Sono una persona pragmatica, che quando dice sì è sì e quando dice no è no e così le persone ti rispettano». Politico.eu definisce Giorgia Meloni the chamelon, camaleonte, come il piccolo animale che ha una caratteristica unica nel suo genere: è capace di cambiare colore della pelle, di mimetizzarsi e quindi perfino di essere invisibile. In pratica, di adattarsi all’ambiente. È questa la natura del nostro presidente del Consiglio? In verità è ciò che scrive l’autorevole rivista dopo che l’anno scorso aveva incoronato la leader di Fratelli d’Italia regina dei politici disrupters (letteralmente, “perturbatori”) con il plauso della stampa progressista che parlava di “onda nera” in arrivo e del solito spettro del fascismo che si aggirava per l’Europa con lei a Palazzo Chigi.

CAMBIO DI IMMAGINE
In dodici mesi Meloni è passata dall’essere definita “la duce”, ritratta con il volto arrabbiato di quando esplodeva a Montecitorio da capo dell’opposizione, a una immagine quella di oggi - decisamente più rassicurante: via la giacca nera e la mascella serrata, dentro il sorriso dolce su un completo color corallo. Dettagli? Niente affatto. Anche i disegni contano nella comunicazione politica arricchita, in casa Pd, perfino dall’armocromista. Dunque, Meloni prima era nella lista dei “cattivi” d’Europa, nel circolo odiatissimo di chi si oppone all’ideologia gender e viene considerato come un pariah, come l’ungherese Orbàn.

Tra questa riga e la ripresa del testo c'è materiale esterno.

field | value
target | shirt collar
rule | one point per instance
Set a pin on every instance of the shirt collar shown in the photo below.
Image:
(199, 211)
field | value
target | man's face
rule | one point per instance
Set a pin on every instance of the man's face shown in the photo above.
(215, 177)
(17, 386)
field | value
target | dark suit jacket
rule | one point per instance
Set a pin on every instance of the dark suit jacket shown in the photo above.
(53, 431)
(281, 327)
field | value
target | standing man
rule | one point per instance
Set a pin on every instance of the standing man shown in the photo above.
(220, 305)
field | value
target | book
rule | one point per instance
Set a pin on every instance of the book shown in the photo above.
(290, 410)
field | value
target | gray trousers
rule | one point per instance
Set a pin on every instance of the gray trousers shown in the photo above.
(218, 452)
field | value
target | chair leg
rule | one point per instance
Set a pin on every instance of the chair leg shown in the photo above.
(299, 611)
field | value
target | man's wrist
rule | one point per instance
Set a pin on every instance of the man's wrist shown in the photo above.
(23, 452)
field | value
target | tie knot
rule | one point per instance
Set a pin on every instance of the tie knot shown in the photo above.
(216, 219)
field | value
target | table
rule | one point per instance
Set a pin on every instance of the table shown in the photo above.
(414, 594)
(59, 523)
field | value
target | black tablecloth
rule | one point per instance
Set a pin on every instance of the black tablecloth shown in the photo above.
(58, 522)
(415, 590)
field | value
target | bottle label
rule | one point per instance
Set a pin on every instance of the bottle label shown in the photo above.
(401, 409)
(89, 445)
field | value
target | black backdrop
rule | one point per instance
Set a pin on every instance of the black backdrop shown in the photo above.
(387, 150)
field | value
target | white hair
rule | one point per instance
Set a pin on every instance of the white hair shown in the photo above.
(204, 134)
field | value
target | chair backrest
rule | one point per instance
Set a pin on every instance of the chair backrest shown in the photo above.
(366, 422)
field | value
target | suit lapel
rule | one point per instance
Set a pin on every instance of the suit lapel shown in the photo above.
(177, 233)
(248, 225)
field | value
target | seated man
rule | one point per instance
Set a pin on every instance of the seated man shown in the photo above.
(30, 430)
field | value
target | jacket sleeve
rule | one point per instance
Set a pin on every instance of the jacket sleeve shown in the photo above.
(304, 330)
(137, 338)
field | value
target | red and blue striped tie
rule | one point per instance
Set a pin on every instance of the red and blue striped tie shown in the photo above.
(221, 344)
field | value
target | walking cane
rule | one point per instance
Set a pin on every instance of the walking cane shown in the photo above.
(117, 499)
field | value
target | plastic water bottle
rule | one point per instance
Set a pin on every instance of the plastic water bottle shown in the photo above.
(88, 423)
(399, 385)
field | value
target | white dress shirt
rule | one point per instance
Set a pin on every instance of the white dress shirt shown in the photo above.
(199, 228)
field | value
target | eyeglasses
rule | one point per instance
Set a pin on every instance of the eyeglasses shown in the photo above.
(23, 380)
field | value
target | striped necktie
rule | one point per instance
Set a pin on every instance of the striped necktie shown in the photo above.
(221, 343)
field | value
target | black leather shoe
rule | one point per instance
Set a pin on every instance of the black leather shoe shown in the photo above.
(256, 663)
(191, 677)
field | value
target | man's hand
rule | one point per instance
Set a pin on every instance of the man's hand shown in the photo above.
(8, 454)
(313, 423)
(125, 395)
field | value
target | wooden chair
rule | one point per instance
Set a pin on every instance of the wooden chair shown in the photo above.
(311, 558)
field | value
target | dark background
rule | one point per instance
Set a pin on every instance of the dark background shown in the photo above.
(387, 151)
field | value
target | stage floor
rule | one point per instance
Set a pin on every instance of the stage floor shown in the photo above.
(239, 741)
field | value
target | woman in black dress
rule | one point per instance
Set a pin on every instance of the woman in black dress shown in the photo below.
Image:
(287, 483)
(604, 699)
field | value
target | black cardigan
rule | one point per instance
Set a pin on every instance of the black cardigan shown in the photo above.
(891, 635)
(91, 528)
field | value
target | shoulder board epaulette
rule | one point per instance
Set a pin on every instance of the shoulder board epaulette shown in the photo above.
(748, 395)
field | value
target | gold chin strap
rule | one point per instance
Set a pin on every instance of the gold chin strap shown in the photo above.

Oggi con una sorprendente velocità mai dedicata a nessun altro leader dell’Unione, in vetta all’elenco dei più influenti e concreti, (la classifica generale è vinta dal polacco Tusk) come non fosse lei, ma un’altra persona. Eppure i suoi valori non sono cambiati. Ora per gli esperti che hanno votato tra 28 capi di governo europei, Giorgia è al primo posto nella categoria Doers, “chi agisce”, cioè chi attua politiche per raggiungere i propri obiettivi, ossia i leader più fattivi e concreti nella messa in campo delle loro politiche e viene descritta come capace di sfidare «le aspettative» e di sorprendere nella sua politica nei confronti della Russia.

 


Ed è proprio questo effetto sorpresa la chiave di tutto. Il fatto che, in fondo, quando si parte con un pregiudizio smontarlo è più facile. Perfino in politica. Meloni ha spiazzato gli avversari e pure un po’ gli alleati. Ha ribaltato gli scenari di sfacelo che certi media avevano già confezionato in campagna elettorale. Mentre loro scrivevano che l’Italia sarebbe andata a rotoli con un governo di destra, lei studiava anche per conquistare chi all’estero si abbeverava a una narrazione catastrofista. Lo ha spiegato ieri sera da Vespa. «Si diceva che l’Italia sarebbe stata isolata a livello internazionale... Hanno detto che l’economia italiana sarebbe crollata: abbiamo le nostre difficoltà ma sempre dei record occupazionali che non si erano mai visti prima abbiamo registrato nell’ultimo anno a tutti i livelli». E ancora: «Hanno detto che avremmo perso i soldi del Pnrr: abbiamo rinegoziato il piano, preso la terza rata e stiamo prendendo la quarta rata, prima nazione europea. Ho banalmente smentito i pronostici».

 

 

EREDITÀ PESANTE
Certo, l’impresa non era facile perché prima di lei a Palazzo Chigi c’era Mario Draghi, il nostro biglietto da visita per i mercati internazionali e i summit che contano. Ma la piccola Giorgia dalla Garbatella ha studiato e lavorato anche per fare capire che la sua visione non era localistica: c’era Roma, l’Italia, la «patria», o come la chiamano i “sovranisti”, «la nazione» al centro dei suoi pensieri e dell’agenda politica, ma c’era soprattutto come valorizzare questo Paese e farlo crescere, a dispetto dei detrattori. Non è stato un caso se i messaggi in campagna elettorale sono stati fatti anche in inglese, francese, spagnolo, se le missioni oltre confine sono frequenti, se Palazzo Chigi è un passaggio obbligato per gli esponenti dei Conservatori europei (guidati dalla Meloni), ma anche per i Popolari di Manfred Weber. Del resto ci sono priorità internazionali: inflazione, guerra, energia. Inutile pensare di combattere da soli contro le emergenze del momento. Per Fdi è una soddisfazione vedere la Meloni così in alto. Sofia Ventura, politologa, la pensa diversamente: «Nel vuoto dell’oppozione per ora Meloni regge, ma dubito che in futuro resti al primo posto». La verità è che Giorgia, camaleonte, non è cambiata.